## ***Machine learning*** 

Science and art of giving computers the ability to learn to make decisions from data without being explicitly programmed.

### 1. When there are labels present, we call it ***supervised learning***. 
    
The aim of supervised learning is to build a model that is able to predict the target variable. 

> feature = predictor variable = independent variable

> target variable = dependent variable = response variable
            
* If the target variable consists of categories, *like 'click' or 'no click', 'spam' or 'not spam', or different species of flowers*, we call the learning ***task classification***. 

> The goal is to correctly label budget line items by training a model to predict the probability of each possible label by relying on some correctly labeled examples, and taking the most probable label as the correct label.
            
* If the target is a continuously varying variable, *for example, the price of a house*, it is a ***regression task***.

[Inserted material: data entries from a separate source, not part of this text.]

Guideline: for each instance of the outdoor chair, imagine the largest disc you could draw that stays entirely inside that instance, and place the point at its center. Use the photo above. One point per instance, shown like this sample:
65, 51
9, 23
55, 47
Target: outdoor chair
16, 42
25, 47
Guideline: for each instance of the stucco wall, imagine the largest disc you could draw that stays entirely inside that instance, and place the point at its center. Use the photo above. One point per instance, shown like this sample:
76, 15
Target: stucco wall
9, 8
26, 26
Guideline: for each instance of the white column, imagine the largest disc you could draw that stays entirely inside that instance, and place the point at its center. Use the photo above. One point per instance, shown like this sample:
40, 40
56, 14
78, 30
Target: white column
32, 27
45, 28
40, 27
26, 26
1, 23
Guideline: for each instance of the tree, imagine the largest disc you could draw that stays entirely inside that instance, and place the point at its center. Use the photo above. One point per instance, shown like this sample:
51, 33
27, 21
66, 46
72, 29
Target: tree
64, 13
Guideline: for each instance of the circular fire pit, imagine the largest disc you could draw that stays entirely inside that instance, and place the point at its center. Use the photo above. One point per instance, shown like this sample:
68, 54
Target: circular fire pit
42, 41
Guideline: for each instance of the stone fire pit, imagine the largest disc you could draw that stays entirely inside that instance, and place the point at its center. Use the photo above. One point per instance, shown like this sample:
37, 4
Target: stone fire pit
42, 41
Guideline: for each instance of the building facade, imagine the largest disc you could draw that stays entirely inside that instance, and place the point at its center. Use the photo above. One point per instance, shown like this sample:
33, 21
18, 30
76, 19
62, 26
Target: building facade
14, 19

You need labeled data, how to get it?
1. historical data, which already has labels that you are interested in
2. perform experiments to get labeled data, such as A/B-testing to see how many clicks you get
3. crowdsourced labeling data which, like reCAPTCHA does for text recognition

Libraries in python:
* scikit-learn/sklearn
* TensorFlow
* keras

### 2. When there are no labels present, we call it ***unsupervised learning***.
    
It consists in uncovering hidden patterns and structures from unlabeled data.
            
* ***clustering*** is one branch of unsupervised learning:  group data into distinct categories based on their features without knowing in advance what these categories may be.

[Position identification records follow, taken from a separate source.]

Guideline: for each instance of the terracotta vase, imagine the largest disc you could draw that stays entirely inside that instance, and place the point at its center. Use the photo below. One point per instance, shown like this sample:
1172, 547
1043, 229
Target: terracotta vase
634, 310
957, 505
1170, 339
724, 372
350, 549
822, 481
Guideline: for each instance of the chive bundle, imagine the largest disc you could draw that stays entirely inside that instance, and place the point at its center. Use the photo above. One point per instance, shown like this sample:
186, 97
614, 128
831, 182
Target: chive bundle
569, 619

### 3. When machines or software agents interact with an environment, it is ***reinforcement learning***. 
    
Reinforcement agents are able to automatically figure out how to optimize their behavior given a system of rewards and punishments. It draws inspiration from behavioral psychology.
            
* ***Deep learning***

## Useful imports in scikit-learn:

#### process

* `from sklearn.pipeline import Pipeline`

#### datasets and data prep:

* `from sklearn import datasets`

* `from sklearn.model_selection import train_test_split`

* `from sklearn.preprocessing import Imputer`

* `from sklearn.preprocessing import scale` # the performance of a model can improve greatly if the features are scaled

* `from sklearn.preprocessing import StandardScaler`

#### Hyperparameter tuning 

It should be performed on the training set.

* `from sklearn.model_selection import GridSearchCV`

* `from sklearn.model_selection import RandomizedSearchCV `

#### models:

##### classification

* `from sklearn.neighbors import KNeighborsClassifier` 

* `from sklearn.linear_model import LogisticRegression`

* `from sklearn.tree import DecisionTreeClassifier`

* `from sklearn.svm import SVC`

##### regression

* `from sklearn.linear_model import LinearRegression`

* `from sklearn.linear_model import Lasso`

* `from sklearn.linear_model import Ridge`

* `from sklearn.linear_model import ElasticNet`

#### metrics

Evaluation should be done on unseen data, the hold-out set.

* `from sklearn.metrics import classification_report, confusion_matrix`

* `from sklearn.metrics import roc_curve`

* `from sklearn.metrics import roc_auc_score`  

* `from sklearn.model_selection import cross_val_score` 

* `from sklearn.metrics import mean_squared_error`